According to a requirement from The Joint Commission that accredits health care facilities, hospitals must submit discharge summaries (which provide details on the patient's hospital stay and future care) within 30 days after a patient is discharged from the hospital. Discharge summaries often serve as the primary template for guiding the care of patients discharged to nursing homes, especially in the first few days after hospital discharge.
However, Dr. Amy Kind, assistant professor of medicine in the division of geriatrics and lead author of the study, identified a number of problems with the summaries.
They were often completed many days after the patient had already been discharged to the nursing home, some more than 30 days after discharge.
In addition, as the time grew longer, the quality of the information within the summaries became more poor or incomplete. This forces nursing home caregivers to spend precious time contacting the hospital to determine how to proceed with patient treatment.

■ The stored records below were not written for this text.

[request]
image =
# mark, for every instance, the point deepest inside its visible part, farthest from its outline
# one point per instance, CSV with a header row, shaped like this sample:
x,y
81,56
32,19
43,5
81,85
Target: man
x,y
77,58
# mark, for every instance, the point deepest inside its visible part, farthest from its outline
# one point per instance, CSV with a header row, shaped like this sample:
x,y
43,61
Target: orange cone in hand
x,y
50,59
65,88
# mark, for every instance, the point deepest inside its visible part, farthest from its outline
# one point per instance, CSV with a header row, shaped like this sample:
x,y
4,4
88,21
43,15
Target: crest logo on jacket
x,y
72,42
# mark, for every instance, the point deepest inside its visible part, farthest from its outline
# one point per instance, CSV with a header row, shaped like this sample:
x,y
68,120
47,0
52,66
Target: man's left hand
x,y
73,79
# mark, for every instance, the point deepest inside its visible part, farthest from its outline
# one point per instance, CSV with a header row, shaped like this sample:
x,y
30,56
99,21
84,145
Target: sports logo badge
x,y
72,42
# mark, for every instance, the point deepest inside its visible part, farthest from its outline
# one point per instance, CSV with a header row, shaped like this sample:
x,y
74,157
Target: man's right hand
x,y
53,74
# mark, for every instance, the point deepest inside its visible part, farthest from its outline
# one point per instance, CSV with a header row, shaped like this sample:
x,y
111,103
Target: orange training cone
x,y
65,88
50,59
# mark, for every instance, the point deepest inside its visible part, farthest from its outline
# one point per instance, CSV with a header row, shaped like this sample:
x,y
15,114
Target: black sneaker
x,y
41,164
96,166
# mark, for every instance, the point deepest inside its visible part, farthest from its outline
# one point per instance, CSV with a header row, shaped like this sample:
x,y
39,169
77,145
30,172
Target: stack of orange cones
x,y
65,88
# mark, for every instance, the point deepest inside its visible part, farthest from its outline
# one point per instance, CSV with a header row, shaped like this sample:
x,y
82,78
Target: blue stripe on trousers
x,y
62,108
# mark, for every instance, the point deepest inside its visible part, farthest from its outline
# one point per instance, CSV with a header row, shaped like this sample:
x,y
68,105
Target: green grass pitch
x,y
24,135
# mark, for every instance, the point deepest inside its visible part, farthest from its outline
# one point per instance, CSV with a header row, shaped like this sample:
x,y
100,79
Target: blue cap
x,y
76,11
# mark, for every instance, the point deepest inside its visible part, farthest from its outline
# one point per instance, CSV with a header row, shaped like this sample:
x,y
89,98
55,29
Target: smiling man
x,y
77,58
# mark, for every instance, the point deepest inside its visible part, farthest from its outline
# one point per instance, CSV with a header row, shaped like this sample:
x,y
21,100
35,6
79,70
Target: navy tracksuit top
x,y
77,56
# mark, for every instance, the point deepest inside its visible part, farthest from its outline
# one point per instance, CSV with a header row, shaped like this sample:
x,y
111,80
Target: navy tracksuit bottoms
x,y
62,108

"Right now, the Joint Commission standard for the creation of discharge summaries within 30 days is outdated, because this standard doesn't optimally support patients who need care right after discharge," she said. "Our study is the first to suggest that the quality of the actual document starts getting worse the longer you wait to create a discharge summary. Important items are omitted, and because of that, patient care may suffer.

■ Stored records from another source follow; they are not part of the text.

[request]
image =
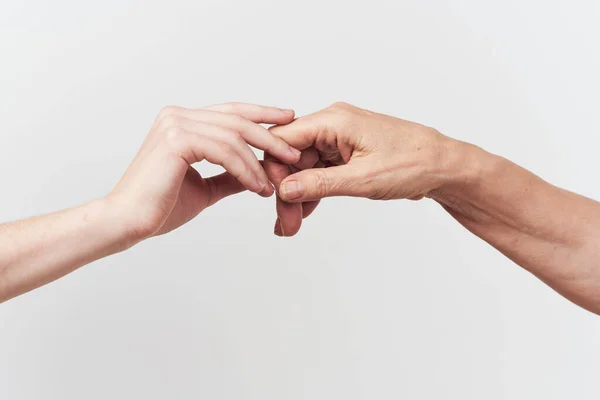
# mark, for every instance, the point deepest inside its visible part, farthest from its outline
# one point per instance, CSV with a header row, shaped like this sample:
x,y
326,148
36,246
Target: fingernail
x,y
291,190
296,153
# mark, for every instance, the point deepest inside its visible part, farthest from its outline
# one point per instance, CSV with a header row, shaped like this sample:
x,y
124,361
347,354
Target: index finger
x,y
255,113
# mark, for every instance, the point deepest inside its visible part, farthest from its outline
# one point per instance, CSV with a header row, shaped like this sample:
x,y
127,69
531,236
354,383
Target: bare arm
x,y
41,249
159,192
553,233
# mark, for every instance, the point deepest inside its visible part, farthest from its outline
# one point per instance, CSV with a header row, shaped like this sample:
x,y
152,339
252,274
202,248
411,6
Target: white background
x,y
373,300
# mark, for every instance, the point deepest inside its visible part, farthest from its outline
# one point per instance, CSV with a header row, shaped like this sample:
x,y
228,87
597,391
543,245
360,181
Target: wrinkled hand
x,y
348,151
161,191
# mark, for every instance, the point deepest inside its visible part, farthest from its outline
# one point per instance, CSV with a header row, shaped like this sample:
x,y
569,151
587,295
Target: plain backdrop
x,y
372,300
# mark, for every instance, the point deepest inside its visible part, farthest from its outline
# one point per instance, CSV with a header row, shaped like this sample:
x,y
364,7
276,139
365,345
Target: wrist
x,y
464,168
112,224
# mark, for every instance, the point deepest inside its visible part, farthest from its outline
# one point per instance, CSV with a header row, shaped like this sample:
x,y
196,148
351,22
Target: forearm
x,y
39,250
553,233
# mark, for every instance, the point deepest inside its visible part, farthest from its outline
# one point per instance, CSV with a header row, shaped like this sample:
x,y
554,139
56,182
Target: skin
x,y
159,192
348,151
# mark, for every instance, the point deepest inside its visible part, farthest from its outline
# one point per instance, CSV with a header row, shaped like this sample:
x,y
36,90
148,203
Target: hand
x,y
160,191
348,151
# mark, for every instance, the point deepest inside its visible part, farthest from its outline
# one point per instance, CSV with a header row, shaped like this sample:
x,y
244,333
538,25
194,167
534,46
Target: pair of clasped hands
x,y
339,151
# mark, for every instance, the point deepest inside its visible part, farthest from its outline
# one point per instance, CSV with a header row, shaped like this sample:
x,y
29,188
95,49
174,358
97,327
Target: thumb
x,y
316,183
221,186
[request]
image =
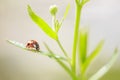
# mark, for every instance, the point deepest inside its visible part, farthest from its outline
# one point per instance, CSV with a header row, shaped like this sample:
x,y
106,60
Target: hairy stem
x,y
76,30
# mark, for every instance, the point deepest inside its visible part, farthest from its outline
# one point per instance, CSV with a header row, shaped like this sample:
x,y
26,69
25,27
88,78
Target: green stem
x,y
65,53
76,30
60,45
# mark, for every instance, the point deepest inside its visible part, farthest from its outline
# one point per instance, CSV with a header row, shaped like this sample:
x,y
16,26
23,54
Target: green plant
x,y
80,43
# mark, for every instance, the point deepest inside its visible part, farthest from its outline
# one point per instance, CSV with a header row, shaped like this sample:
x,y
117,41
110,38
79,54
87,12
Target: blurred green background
x,y
102,16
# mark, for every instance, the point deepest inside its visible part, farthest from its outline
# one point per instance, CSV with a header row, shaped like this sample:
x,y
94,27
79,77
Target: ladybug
x,y
32,44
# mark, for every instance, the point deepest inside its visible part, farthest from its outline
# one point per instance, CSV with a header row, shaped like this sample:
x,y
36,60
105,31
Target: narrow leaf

"We know that one in five Medicare patients is rehospitalized within 30 days of discharge," she added. "Experts suggest that care during the hospital discharge and early post-hospital period may be critical in preventing at least a portion of these rehospitalizations."
Kind said nearly a third of discharge summaries did not include information on the patient's dietary needs.
"If a patient had a stroke and has trouble swallowing, they may have been put on a specialized diet in the hospital," said Kind. "If that information is not communicated to the nursing home in the discharge summary and the patient does not receive their specialized diet, it is possible the patient may choke or contract pneumonia. There could be important consequences."
Kind added that instructions on therapy and activity needs were excluded on more than 40 percent of discharge summaries, and less than 10 percent included information on pending studies and laboratory tests.
"It makes a lot of sense to have a discharge summary completed on the day of discharge," she said. "It's pretty straightforward. They are an essential part of communication during the transitional care period. Our study did not specifically look at the impact of discharge summary quality on patient rehospitalization, but our future work will."
According to Kind, the Rehospitalization Reduction Act, which is part of the health care reform legislation approved by Congress in 2010, may be a positive step in getting hospitals to provide patient health care information to nursing homes more quickly and reliably.
The act would penalize hospitals if their rehospitalization rates for patients with congestive heart failure, heart attacks and pneumonia are above a certain level, starting in 2013.
"The writers of the law said it is not acceptable for Medicare to pay for rehospitalization for one out of five patients," said Kind. "If we can provide better care, hopefully, we can make the patients happier and save money for the system."
Reports indicate two million nursing home patients require rehospitalization annually at a cost of $17 billion to the Medicare system.